Por: Nicolás Pérez
Senador de la República
Les confieso que esta ha sido una de las columnas más difíciles que he escrito. La detención del Presidente Uribe inundó mi alma de un profundo dolor, al igual que sucedió con millones de colombianos que vivimos agradecidos con su legado y ciertamente no entendemos las razones de esa decisión.
No permitirle a alguien que ocupó la primera magistratura del Estado defenderse en libertad es una situación exótica, nunca antes vista y sumamente desproporcionada, a tal punto que políticos y líderes de opinión que no concuerdan con la visión de País que defendemos en el Centro Democrático han coincidido en afirmar que es un exceso innecesario.
En efecto, la medida de aseguramiento está pensada para proceder de manera excepcional, dado que implica privarle la libertad a una persona que no ha sido condenada y que todavía tiene que afrontar todo un proceso por delante donde las autoridades deben demostrar más allá de cualquier duda razonable su responsabilidad en los hechos que se le acusan.
Es decir, es un desconocimiento en la práctica de la presunción de inocencia. Por eso, bajo el régimen de la Ley 600 que regula el juzgamiento penal de Congresistas, Ministros y demás aforados del País, esta medida solamente procede cuando se busque garantizar la comparecencia del sindicado al proceso, impedir su fuga o evitar que se afecten las pruebas.
Evidentemente, ninguna de esas circunstancias se configura en el caso de Álvaro Uribe. En primer lugar, el Presidente siempre ha acudido a todos los llamados de la justicia. De hecho, no ha habido una sola ocasión a lo largo de su carrera pública donde él haya evadido las citaciones o los requerimientos que le hayan hecho las autoridades. Además, siempre ha atendido sin vacilaciones las diligencias que se han llevado a cabo en este proceso.
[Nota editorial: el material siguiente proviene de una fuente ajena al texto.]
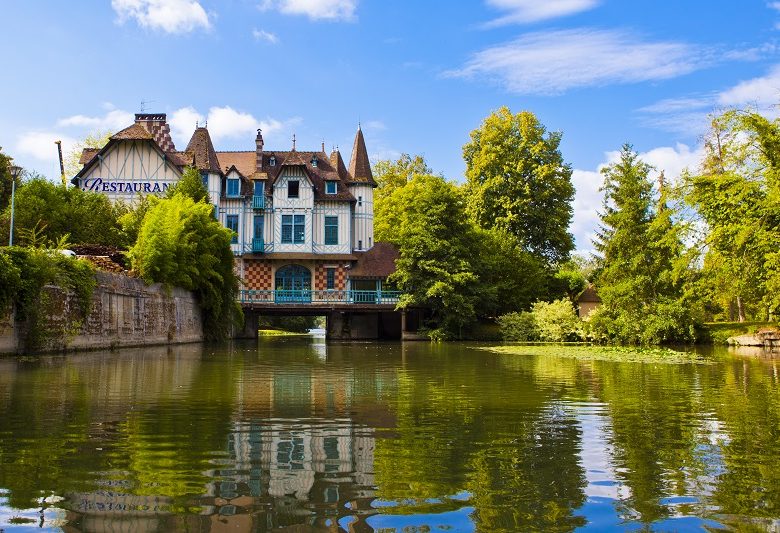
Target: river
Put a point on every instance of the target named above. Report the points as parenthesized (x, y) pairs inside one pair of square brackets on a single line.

En segundo lugar, es irrisorio pensar que el gran colombiano piense en fugarse. No solamente por el talante democrático con que le da la cara a los problemas, sino porque, por un lado, actualmente el País tiene sus fronteras cerradas y hay suspensión total de los vuelos de pasajeros y, por otro lado, cada vez que un parlamentario quiere salir del territorio nacional debe comunicárselo a la mesa directiva de la Cámara o del Senado, según corresponda.
En tercer lugar, no es cierto que la libertad de Álvaro Uribe represente un riesgo de manipulación de las pruebas que reposan en el expediente por el hecho de haber sido acusado de soborno a testigos y fraude procesal.
De ser cierta esta tesis, se les debería imponer medida de aseguramiento, sin excepción alguna, a los abogados, los jueces, los funcionarios de los despachos y, en general, a las miles de personas que en el País están sindicadas de estos delitos. Un absurdo que no encuentra lógica alguna en el mundo del derecho.
Desafortunadamente, como suele suceder en nuestro País la excepción se volvió la regla e impedirle a un procesado ejercer su defensa en libertad parece ser un requisito para obtener reconocimientos públicos.
Nada más recordemos que desde 1991 hasta este año se han presentado 26.397 demandas contra el Estado por privación injusta de la libertad con pretensiones económicas que ascienden a $37.9 billones. Es decir, el sistema judicial impone medidas de aseguramiento a diestra y siniestra sin que se cumplan los requisitos legales.
De hecho, si a un Alcalde, Representante, Senador, Presidente, no se le permite defenderse en libertad, ¿qué garantías pueden esperar tener los ciudadanos de a pie que por cualquier razón deben afrontar un proceso penal?…
No solamente creo en la inocencia de Álvaro Uribe, sino que también considero que se está cometiendo una injusticia de proporciones históricas contra un hombre que le ha servido al País desde las más altas dignidades, siempre ha dado la cara, ha respondido por sus actos, ha atendido los llamados de la justicia y ha dado ejemplo de rectitud y transparencia.